(Talking about amazon here, saw much less of this at MSFT. I saw other people leading other teams who were C & D players, so I presume my team was just particularly bad. Absolutely the most incompetent people I've worked with in 20 years of mostly working with startups where even really competent people have to struggle with immense difficulties and uncertainty, neither of which was present at Amazon, except to the extent created by incompetence, though this incompetence went all the way to the top. My boss and my bosses's boss and all the HR people I'd give an F. Still do, but bad design can still make for a good product financially (and it has gotten better.) (not that I had any say in the matter) I thought it looked like it was designed in the USSR.
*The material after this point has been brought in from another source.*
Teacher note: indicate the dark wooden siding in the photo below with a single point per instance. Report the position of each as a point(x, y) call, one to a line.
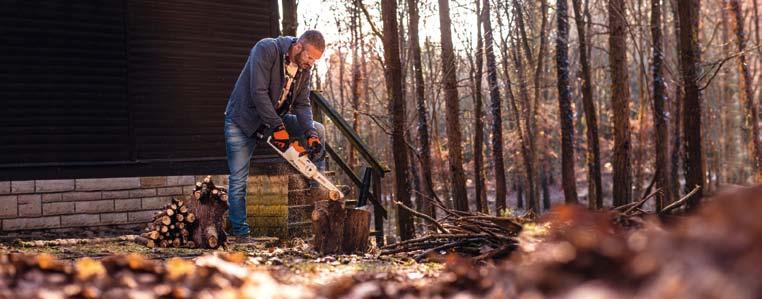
point(87, 85)
point(62, 82)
I saw the Kindle at Amazon about a year(?) before it was announced and wanted to kill it on the spot. In fairness I can compare myself to gates. (Maybe google is better than both, but I've not worked there.) If you're a talented engineer, work for a startup, but if you need a big company and you're in the northwest, pick Microsoft before you pick Amazon. And that's in comparison to Microsoft (where I also worked) where this "metrics" religion was completely accepted as well. But HR and Management at were absolutely atrocious.
Stack ranking software#
Of course generalizations like this will have exceptions and I knew some groups who were lead by software developers who got promoted, and the AWS group seemed to be insulated from the amazon culture.
Stack ranking how to#
It isn't really scientific when, in advance, you decide that %10 should be on a firing track, %70 should be warned and %20 should be promoted- without regard to actual performance.īezos likes to run around claiming he only hires "A players", but what it ended up being was C & D players who didn't know how to program or understand technology, ranking their teams, almost completely based on office politics and ones ability to hype their work, rather than the actual technical quality of the work.

Microsoft and Amazon both seem to think it is "scientific". Do you use stack ranking? If the answer is yes then you know they aren't performance based. As someone who has seen stack ranking in action at Amazon and Microsoft both, this is an excellent interview question at any company you consider, especially one founded by ex-Amazon or ex-Microsoft employees.